Enterprise RAG Chatbot
A multi-turn chatbot that retrieves relevant documents from an internal corpus per turn and includes them alongside conversation history in the LLM's context, with no tool access or agent behavior.
Capabilities
- Multi-turn conversation
- RAG (retrieval, embedding, vector database, optional hybrid search and reranking)
- Conversational interface
- Guardrails (input/output classifiers, retrieval quality controls)
- Context engineering (separating retrieved documents from system instructions and conversation history)
Trust analysis
Three input surfaces feed the prompt: system instructions (developer-controlled), conversation history (user-supplied, accumulates across turns), and retrieved documents (from the indexed corpus). The indexed corpus is a trust boundary: anyone who can write to the corpus can influence model outputs when those documents are retrieved. This makes indirect prompt injection through indexed documents the primary architecture-specific attack vector.
Conversation history accumulates untrusted user input across turns. The user's messages influence what gets retrieved, creating an indirect path from accumulated conversation to context selection - the user can steer retrieval toward specific corpus content across turns. This means multi-turn conversation and RAG interact: prior turns shape which documents enter context in subsequent turns.
There is no agentic loop - retrieval follows a fixed AI workflow per turn, not an iterative agent decision. The system cannot take actions beyond generating text, which limits the blast radius of any compromise to the quality and trustworthiness of the generated output. This is one of the most common production architectures for enterprise AI applications.
Interaction effects
- Multi-turn conversation + RAG: Conversation history influences retrieval queries across turns, creating a progressive steering effect where users shape both the conversational context and the retrieved context the model reasons over. An adversary in the corpus can plant content that is more likely to be retrieved as the conversation develops toward certain topics.

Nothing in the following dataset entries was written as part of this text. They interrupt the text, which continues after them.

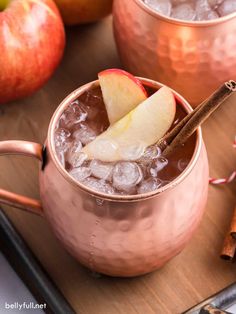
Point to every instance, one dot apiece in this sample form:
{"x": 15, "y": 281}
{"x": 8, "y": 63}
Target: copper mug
{"x": 193, "y": 58}
{"x": 114, "y": 234}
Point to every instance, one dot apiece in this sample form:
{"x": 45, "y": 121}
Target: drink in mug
{"x": 110, "y": 163}
{"x": 193, "y": 10}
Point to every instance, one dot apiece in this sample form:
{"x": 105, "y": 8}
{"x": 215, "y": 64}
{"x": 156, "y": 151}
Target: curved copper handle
{"x": 28, "y": 149}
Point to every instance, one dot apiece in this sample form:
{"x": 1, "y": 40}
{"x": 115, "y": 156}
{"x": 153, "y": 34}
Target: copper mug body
{"x": 114, "y": 234}
{"x": 193, "y": 58}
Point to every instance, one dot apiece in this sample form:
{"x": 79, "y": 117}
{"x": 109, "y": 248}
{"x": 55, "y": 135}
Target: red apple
{"x": 32, "y": 41}
{"x": 121, "y": 92}
{"x": 83, "y": 11}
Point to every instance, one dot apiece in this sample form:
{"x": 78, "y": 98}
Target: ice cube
{"x": 184, "y": 11}
{"x": 76, "y": 159}
{"x": 61, "y": 140}
{"x": 76, "y": 147}
{"x": 158, "y": 165}
{"x": 106, "y": 148}
{"x": 151, "y": 153}
{"x": 162, "y": 6}
{"x": 75, "y": 113}
{"x": 126, "y": 175}
{"x": 132, "y": 152}
{"x": 101, "y": 170}
{"x": 80, "y": 173}
{"x": 84, "y": 134}
{"x": 149, "y": 185}
{"x": 99, "y": 185}
{"x": 227, "y": 7}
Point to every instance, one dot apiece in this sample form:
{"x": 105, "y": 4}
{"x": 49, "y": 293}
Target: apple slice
{"x": 121, "y": 91}
{"x": 140, "y": 128}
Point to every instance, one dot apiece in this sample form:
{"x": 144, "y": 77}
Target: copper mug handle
{"x": 27, "y": 149}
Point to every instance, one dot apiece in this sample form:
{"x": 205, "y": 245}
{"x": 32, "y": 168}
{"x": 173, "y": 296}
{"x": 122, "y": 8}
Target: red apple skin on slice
{"x": 144, "y": 125}
{"x": 32, "y": 41}
{"x": 121, "y": 91}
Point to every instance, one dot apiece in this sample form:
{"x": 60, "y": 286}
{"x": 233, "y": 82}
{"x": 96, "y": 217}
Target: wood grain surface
{"x": 190, "y": 277}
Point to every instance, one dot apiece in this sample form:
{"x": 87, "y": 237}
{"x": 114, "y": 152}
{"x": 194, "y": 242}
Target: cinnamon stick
{"x": 192, "y": 121}
{"x": 233, "y": 225}
{"x": 229, "y": 247}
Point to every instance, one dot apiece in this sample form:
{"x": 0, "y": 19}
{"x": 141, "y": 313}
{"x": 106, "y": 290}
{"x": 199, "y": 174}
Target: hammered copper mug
{"x": 114, "y": 234}
{"x": 192, "y": 57}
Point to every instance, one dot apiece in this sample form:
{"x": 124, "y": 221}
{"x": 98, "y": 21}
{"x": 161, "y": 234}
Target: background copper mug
{"x": 115, "y": 234}
{"x": 193, "y": 58}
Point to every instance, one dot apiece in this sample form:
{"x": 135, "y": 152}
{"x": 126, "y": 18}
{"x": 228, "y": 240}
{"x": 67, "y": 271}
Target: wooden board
{"x": 190, "y": 277}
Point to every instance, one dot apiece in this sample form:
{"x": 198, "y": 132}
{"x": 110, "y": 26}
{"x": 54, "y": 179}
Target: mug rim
{"x": 163, "y": 17}
{"x": 113, "y": 197}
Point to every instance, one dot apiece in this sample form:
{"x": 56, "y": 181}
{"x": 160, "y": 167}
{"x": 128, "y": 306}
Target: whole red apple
{"x": 32, "y": 41}
{"x": 83, "y": 11}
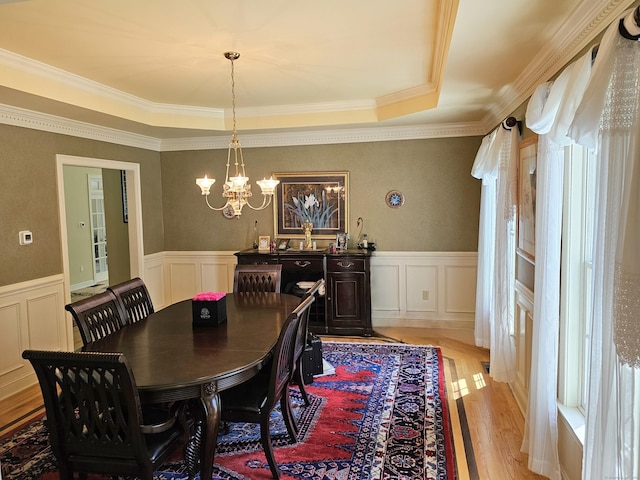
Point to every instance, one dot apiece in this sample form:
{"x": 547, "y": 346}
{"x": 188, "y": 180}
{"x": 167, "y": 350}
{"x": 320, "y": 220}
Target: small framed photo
{"x": 283, "y": 244}
{"x": 264, "y": 243}
{"x": 341, "y": 241}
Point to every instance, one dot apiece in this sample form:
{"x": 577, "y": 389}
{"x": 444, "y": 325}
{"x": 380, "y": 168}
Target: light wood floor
{"x": 495, "y": 422}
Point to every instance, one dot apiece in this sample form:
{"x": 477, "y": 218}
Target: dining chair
{"x": 94, "y": 417}
{"x": 135, "y": 298}
{"x": 253, "y": 400}
{"x": 98, "y": 316}
{"x": 302, "y": 342}
{"x": 257, "y": 278}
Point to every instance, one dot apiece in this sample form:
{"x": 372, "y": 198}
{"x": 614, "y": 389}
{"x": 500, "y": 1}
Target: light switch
{"x": 26, "y": 237}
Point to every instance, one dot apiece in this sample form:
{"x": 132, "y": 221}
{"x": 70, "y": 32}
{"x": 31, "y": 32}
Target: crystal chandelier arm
{"x": 214, "y": 208}
{"x": 266, "y": 201}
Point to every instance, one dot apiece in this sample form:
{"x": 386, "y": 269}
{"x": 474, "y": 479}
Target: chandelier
{"x": 236, "y": 189}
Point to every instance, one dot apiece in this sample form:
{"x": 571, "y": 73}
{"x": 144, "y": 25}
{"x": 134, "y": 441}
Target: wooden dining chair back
{"x": 94, "y": 417}
{"x": 301, "y": 341}
{"x": 253, "y": 400}
{"x": 135, "y": 298}
{"x": 257, "y": 278}
{"x": 98, "y": 316}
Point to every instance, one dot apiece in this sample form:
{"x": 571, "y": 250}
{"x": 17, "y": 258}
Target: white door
{"x": 98, "y": 229}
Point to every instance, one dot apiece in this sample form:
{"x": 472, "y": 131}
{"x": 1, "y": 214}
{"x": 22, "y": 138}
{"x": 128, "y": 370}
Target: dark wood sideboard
{"x": 346, "y": 306}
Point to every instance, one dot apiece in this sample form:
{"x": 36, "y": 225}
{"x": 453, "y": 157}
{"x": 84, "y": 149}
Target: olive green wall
{"x": 442, "y": 200}
{"x": 440, "y": 213}
{"x": 29, "y": 199}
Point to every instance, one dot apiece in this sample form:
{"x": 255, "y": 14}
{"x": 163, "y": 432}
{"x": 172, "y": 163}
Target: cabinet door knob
{"x": 346, "y": 264}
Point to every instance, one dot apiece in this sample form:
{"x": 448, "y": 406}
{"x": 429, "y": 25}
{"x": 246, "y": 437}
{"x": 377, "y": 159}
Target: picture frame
{"x": 264, "y": 243}
{"x": 320, "y": 197}
{"x": 283, "y": 243}
{"x": 527, "y": 165}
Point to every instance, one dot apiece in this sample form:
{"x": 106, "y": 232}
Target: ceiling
{"x": 156, "y": 67}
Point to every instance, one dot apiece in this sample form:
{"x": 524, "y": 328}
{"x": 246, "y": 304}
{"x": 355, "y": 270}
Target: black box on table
{"x": 209, "y": 309}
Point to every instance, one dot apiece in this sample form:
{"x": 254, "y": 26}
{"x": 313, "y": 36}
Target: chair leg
{"x": 287, "y": 415}
{"x": 299, "y": 380}
{"x": 265, "y": 438}
{"x": 290, "y": 409}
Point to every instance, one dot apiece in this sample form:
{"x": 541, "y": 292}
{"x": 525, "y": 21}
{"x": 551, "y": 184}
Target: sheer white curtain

- Multi-turn injection + corpus injection: Multi-turn prompt injection and indirect injection through the corpus are independent attack vectors that can reinforce each other - an attacker who controls both can build adversarial context through conversation while planting supporting documents in the corpus.
Threats
| Threat | Relevance | Note |
|---|---|---|
| Prompt injection | Primary | Two surfaces: multi-turn conversation history and indirect injection through indexed corpus documents |
| Context poisoning | Primary | Indexed corpus is the main architecture-specific injection surface; anyone with write access affects all users |
| Hallucination exploitation | Elevated | Compounded by irrelevant or contradictory retrieved context |
| Guardrail bypass | Elevated | Multi-turn jailbreaking and retrieval-assisted bypass using corpus content |
| User manipulation | Elevated | Amplified by perceived authority of retrieval-grounded responses |
| System prompt extraction | Standard | Multi-turn extraction across conversation turns |
| Misaligned model behaviors | Standard | Compounding over turns as model reinforces prior responses |
| Training data poisoning | Standard | Baseline risk, no architecture-specific amplifier |
Examples
- A customer support chatbot that retrieves from a help-article knowledge base to answer questions across a multi-turn conversation, with no ability to take actions on the customer's behalf (see Customer Support Agent for the agentic variant).
- An internal company knowledge assistant that retrieves policy documents and maintains conversational context.
- A product documentation chatbot that answers follow-up questions using retrieved technical docs.